Monday, June 8, 2009

Help For Tomatoes With Brown Spots

Question: My tomato plants lower limbs are turning brown, otherwise the
plants look healthy with blooms and small tomatoes. I am doing nothing different
as I have always done as far a fertilizer and water. Can you help me with this
and what I can do?

It sounds like Early Blight which is a fungal disease that occurs early in the season. There are several diseases that affect tomatoes and they occur for different reasons which can vary from year to year. So, while you may not have had problems last year, that does not guarantee that the next year will be the same even if you are doing the same thing. For one thing, we've had a lot of rain and cloudy days which will always promote fungal disease. It is important to mulch your tomatoes well for several reasons, one of them being that it will help prevent soil-borne disease from splashing up onto the plants when it rains. Also, do not work around the plants when they are wet since you yourself can be a disease vector by touching and spreading it. It's a good idea, if you have the room for it, to plant the tomatoes in a different spot each year since diseases will build up in the soil from year to year.
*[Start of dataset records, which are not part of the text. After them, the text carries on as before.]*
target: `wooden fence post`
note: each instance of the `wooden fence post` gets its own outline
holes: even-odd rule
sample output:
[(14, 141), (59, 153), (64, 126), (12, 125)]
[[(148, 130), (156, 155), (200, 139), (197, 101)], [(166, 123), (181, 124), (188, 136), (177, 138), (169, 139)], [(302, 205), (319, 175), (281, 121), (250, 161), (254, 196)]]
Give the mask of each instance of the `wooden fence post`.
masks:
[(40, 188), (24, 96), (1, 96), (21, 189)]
Once you have the diseases, there is not a lot you can do but here's a few things that can help: Remove the affected branches right away when you see them, mulch the plants, do not water in the evening and try not to overhead water the plants. Instead water only over the root area. Increase air circulation in the area if possible by removing non-essential plants and weeds that might be crowding the tomatoes. You can try Serenade Disease Control an organic spray for diseases. It is better as a preventive than a curative, but it will probably slow the progression of the disease and help prevent the start Septoria leaf spot and late blight, two other tomato diseases that are prevalent. Lastly, if you smoke make sure not to do so near the tomatoes and wash your hands before handling the plants. Tobacco carries a disease that can easily jump to tomatoes.